The one thing that some traders/quants will always see as a negative about Quantopian is also its greatest positive: the fact that it's hosted. Quantopian is obviously well aware of this and goes to considerable lengths to try and reassure those concerned about leakage of intellectual property. Nevertheless, some will undoubtedly still see this as too much of a risk and therefore refuse to use the platform.

However, there are a number of ways around this issue for those concerned about the security/confidentiality of their trading models. One, already mentioned, is to download and run Zipline yourself, but this obviously loses the benefit of having a managed data service. The other is to abstract all parts of an algorithm regarded as particularly sensitive, run them offline, and then upload their output via Fetcher.

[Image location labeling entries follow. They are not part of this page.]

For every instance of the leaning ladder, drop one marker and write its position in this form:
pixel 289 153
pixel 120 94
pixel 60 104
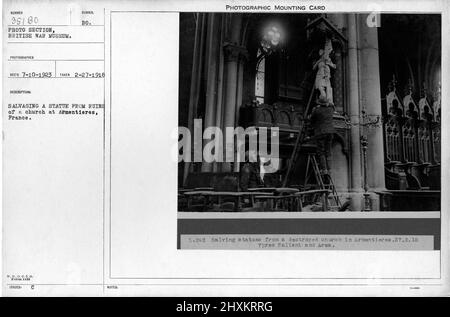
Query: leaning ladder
pixel 334 203
pixel 311 158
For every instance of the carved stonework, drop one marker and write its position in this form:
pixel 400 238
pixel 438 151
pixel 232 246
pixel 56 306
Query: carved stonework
pixel 234 53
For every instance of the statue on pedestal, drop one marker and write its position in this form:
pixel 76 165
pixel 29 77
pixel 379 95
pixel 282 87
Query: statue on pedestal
pixel 323 75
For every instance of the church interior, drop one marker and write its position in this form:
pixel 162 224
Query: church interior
pixel 355 99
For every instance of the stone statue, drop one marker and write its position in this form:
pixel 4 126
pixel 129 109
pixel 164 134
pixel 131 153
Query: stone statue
pixel 323 76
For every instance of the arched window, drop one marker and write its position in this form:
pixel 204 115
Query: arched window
pixel 260 78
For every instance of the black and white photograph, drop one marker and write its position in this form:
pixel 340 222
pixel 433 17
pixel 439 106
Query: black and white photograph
pixel 349 103
pixel 252 149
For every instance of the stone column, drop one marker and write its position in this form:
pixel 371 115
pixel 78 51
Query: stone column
pixel 212 48
pixel 232 56
pixel 371 103
pixel 197 68
pixel 354 113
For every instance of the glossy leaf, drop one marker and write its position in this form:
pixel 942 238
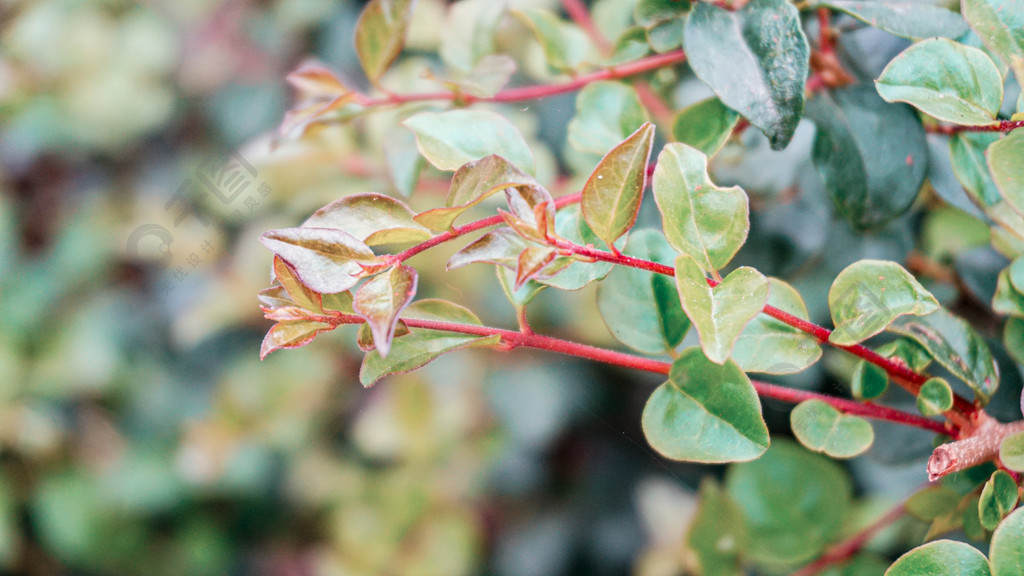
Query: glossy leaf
pixel 941 558
pixel 755 59
pixel 449 139
pixel 700 219
pixel 642 309
pixel 380 34
pixel 823 428
pixel 422 345
pixel 373 218
pixel 944 79
pixel 720 314
pixel 771 346
pixel 380 300
pixel 327 260
pixel 867 295
pixel 871 155
pixel 954 344
pixel 705 413
pixel 612 194
pixel 909 18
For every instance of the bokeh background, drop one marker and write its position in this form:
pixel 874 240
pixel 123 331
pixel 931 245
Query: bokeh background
pixel 140 434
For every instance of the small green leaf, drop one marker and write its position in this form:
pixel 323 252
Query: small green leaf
pixel 612 194
pixel 449 139
pixel 770 345
pixel 706 125
pixel 380 34
pixel 1012 452
pixel 954 344
pixel 868 381
pixel 867 295
pixel 642 309
pixel 373 218
pixel 720 314
pixel 935 397
pixel 381 299
pixel 823 428
pixel 422 345
pixel 705 413
pixel 755 59
pixel 941 558
pixel 327 260
pixel 944 79
pixel 606 114
pixel 997 499
pixel 908 18
pixel 700 219
pixel 1007 548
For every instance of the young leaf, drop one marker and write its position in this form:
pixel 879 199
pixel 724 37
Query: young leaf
pixel 871 155
pixel 449 139
pixel 612 194
pixel 706 125
pixel 867 295
pixel 380 34
pixel 720 314
pixel 705 413
pixel 705 221
pixel 908 18
pixel 997 499
pixel 954 344
pixel 422 345
pixel 327 260
pixel 769 345
pixel 755 59
pixel 642 309
pixel 941 558
pixel 373 218
pixel 823 428
pixel 381 299
pixel 944 79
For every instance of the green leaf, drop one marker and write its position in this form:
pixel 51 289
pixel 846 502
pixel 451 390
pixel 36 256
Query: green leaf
pixel 422 345
pixel 380 300
pixel 941 558
pixel 373 218
pixel 706 125
pixel 380 34
pixel 1007 548
pixel 720 314
pixel 1008 170
pixel 997 499
pixel 999 24
pixel 871 155
pixel 868 381
pixel 700 219
pixel 1012 452
pixel 755 59
pixel 473 182
pixel 771 346
pixel 823 428
pixel 795 503
pixel 612 194
pixel 944 79
pixel 449 139
pixel 867 295
pixel 642 309
pixel 606 114
pixel 327 260
pixel 705 413
pixel 909 18
pixel 935 397
pixel 954 344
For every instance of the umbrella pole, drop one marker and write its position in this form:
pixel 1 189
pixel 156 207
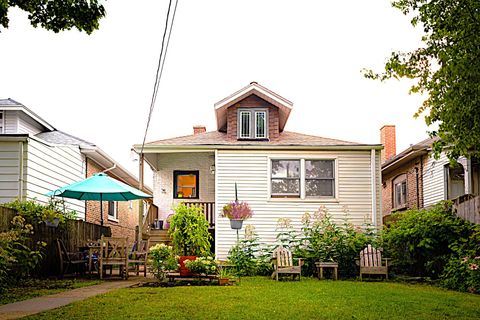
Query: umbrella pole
pixel 101 210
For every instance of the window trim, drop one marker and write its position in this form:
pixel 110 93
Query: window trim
pixel 176 173
pixel 115 211
pixel 302 197
pixel 253 120
pixel 399 179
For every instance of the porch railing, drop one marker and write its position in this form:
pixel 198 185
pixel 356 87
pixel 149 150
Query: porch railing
pixel 468 208
pixel 208 210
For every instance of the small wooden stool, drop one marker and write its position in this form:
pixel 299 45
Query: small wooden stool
pixel 320 265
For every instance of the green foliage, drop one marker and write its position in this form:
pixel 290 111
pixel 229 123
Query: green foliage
pixel 57 15
pixel 446 69
pixel 421 242
pixel 161 260
pixel 189 231
pixel 202 265
pixel 37 213
pixel 17 259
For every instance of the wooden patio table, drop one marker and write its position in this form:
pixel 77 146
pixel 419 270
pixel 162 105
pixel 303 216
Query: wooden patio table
pixel 322 264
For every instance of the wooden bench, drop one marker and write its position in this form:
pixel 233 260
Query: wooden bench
pixel 371 262
pixel 283 263
pixel 321 265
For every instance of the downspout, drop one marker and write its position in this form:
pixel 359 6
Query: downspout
pixel 20 171
pixel 373 184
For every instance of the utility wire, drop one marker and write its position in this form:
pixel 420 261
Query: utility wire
pixel 161 63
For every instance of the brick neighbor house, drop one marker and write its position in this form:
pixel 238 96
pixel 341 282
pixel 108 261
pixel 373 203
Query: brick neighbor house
pixel 280 174
pixel 36 158
pixel 415 179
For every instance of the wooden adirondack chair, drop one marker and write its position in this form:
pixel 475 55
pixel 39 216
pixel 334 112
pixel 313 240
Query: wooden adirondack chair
pixel 283 263
pixel 113 252
pixel 138 256
pixel 371 262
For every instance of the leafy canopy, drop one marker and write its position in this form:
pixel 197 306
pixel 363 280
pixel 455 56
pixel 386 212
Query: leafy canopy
pixel 57 15
pixel 447 69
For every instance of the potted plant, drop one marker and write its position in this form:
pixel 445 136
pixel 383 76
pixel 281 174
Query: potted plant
pixel 237 212
pixel 189 233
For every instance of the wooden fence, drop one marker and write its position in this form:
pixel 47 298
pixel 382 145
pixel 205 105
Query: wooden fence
pixel 469 209
pixel 74 234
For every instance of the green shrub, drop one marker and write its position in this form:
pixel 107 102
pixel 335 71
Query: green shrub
pixel 189 231
pixel 161 260
pixel 17 259
pixel 421 242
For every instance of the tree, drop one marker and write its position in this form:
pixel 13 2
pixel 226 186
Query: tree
pixel 57 15
pixel 446 68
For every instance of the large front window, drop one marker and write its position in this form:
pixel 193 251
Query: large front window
pixel 185 184
pixel 303 178
pixel 252 124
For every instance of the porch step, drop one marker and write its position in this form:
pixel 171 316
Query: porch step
pixel 159 236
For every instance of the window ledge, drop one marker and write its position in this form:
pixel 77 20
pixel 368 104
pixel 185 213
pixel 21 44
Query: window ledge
pixel 306 200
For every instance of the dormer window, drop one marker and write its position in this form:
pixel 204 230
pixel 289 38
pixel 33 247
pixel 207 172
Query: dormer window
pixel 252 124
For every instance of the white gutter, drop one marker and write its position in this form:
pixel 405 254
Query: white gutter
pixel 373 186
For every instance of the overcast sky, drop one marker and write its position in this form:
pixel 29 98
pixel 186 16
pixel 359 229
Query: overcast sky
pixel 99 87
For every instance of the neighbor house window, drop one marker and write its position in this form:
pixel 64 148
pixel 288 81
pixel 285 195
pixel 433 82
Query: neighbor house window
pixel 1 122
pixel 112 210
pixel 185 184
pixel 319 178
pixel 285 178
pixel 400 191
pixel 303 178
pixel 252 124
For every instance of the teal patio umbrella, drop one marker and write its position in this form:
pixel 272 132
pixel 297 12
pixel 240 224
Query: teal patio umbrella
pixel 99 187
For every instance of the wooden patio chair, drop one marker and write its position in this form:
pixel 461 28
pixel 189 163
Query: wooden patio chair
pixel 70 260
pixel 371 262
pixel 139 256
pixel 283 263
pixel 113 252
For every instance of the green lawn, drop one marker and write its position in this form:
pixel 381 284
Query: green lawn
pixel 35 288
pixel 262 298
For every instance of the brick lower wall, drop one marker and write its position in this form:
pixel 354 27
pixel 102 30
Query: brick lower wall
pixel 410 169
pixel 127 213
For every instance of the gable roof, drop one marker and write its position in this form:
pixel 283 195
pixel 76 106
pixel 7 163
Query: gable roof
pixel 215 139
pixel 284 105
pixel 10 104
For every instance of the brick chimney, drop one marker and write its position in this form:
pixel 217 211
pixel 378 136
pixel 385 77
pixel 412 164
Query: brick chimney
pixel 388 139
pixel 199 129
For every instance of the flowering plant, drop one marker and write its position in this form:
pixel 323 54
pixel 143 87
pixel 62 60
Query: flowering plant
pixel 237 210
pixel 202 265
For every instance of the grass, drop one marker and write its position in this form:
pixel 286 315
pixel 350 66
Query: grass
pixel 262 298
pixel 35 288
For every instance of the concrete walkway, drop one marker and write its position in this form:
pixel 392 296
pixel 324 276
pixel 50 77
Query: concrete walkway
pixel 28 307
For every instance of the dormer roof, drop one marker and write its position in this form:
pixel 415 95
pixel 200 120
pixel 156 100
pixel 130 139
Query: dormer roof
pixel 284 105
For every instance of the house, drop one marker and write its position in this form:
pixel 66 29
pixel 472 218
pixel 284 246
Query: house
pixel 415 179
pixel 36 158
pixel 280 174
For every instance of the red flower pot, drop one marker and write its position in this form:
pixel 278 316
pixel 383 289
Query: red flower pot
pixel 184 271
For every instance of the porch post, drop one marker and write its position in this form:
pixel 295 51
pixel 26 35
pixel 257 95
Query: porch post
pixel 140 202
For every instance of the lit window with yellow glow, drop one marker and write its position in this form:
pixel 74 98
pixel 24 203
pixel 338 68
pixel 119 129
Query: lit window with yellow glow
pixel 185 184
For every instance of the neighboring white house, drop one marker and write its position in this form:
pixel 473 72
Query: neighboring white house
pixel 35 158
pixel 280 174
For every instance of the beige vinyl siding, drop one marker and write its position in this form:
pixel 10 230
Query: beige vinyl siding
pixel 51 167
pixel 434 180
pixel 27 124
pixel 163 179
pixel 10 154
pixel 250 170
pixel 11 122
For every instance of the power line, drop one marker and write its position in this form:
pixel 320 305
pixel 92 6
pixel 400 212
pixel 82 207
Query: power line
pixel 161 63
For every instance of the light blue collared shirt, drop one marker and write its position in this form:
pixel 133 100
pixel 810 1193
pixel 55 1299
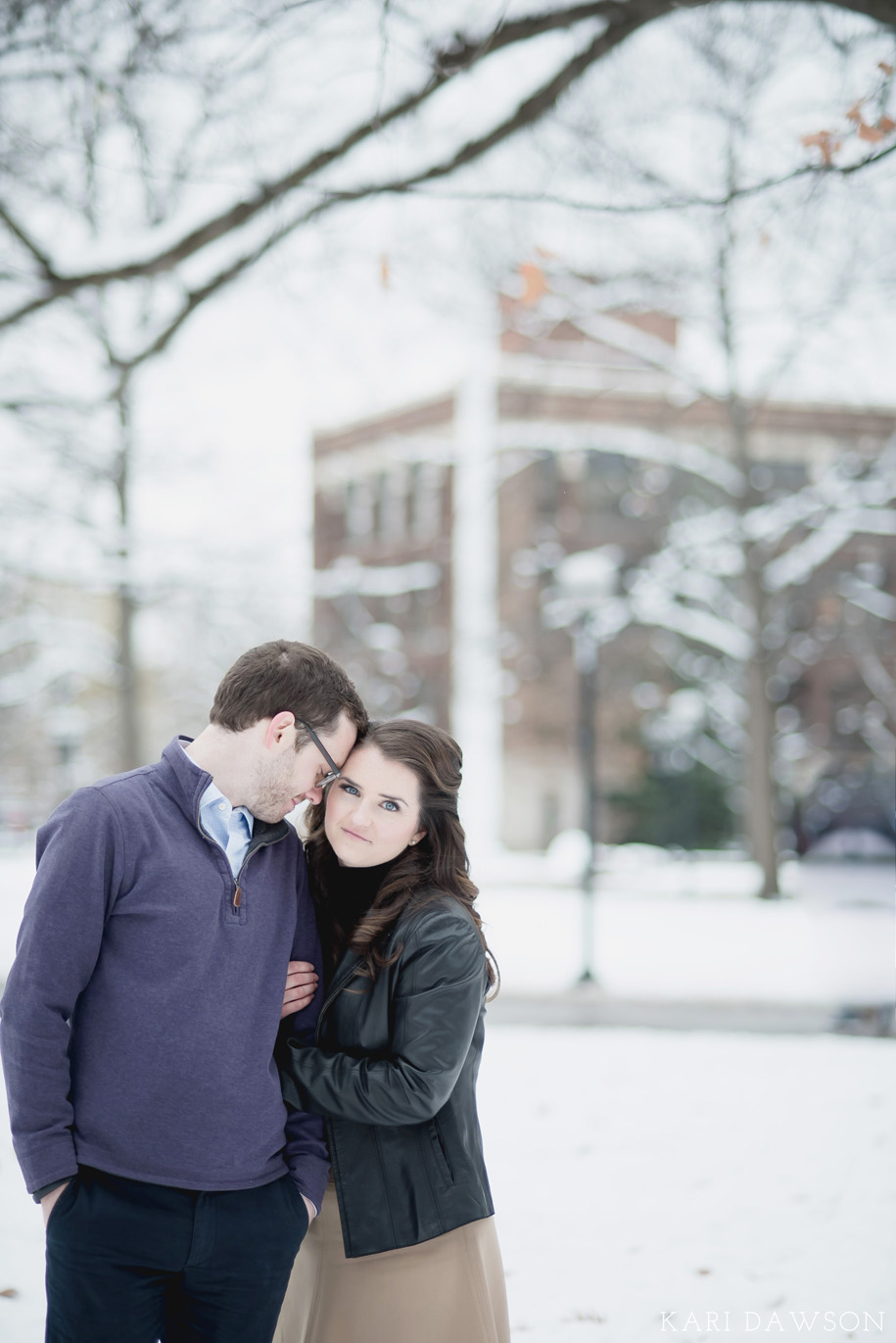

Nevertheless, that still leaves the matter of ensuring that the data used for the offline processing exactly matches the data used by Quantopian online (note to Quantopian: data sales opportunity here).

The odd niggle

As we kicked, tweaked and prodded Quantopian we inevitably came across a few "If only" and "Why did they?" moments, as well as the odd incidence of unresponsiveness from the platform. The last point seemed to be more of an issue in Chrome and at its most extreme resulted in Figure 6. On other occasions it happened when clicking to save cloned algorithms (you can clone any published algorithms the creator has chosen to share on Quantopian), when repeated clicks on a dialog button did nothing for ages and then suddenly created 18 clones.

Conclusion

BUT this sort of glitch needs to be seen in the context of two extremely important points:

• Quantopian is free...

• ...and is also continuously improving and expanding

Without naming names, the Wrecking Crew mentioned several commercial backtesting platforms costing thousands that they regarded as significantly inferior to Quantopian as it stands today. Given its rate of progress, it seems likely that the number of these surpassed competitors will continue to grow.

All told, we couldn't help being severely impressed with Quantopian. Yes there's the odd gap (optimisation) and eccentricity (Figure 8) but it offers an extremely potent back testing platform that uses a powerful yet relatively unintimidating programming language. It also includes a significant amount of functionality that brings the process of back testing closer to the reality of live trading, which is no small achievement. And by the way, did we mention that it's free?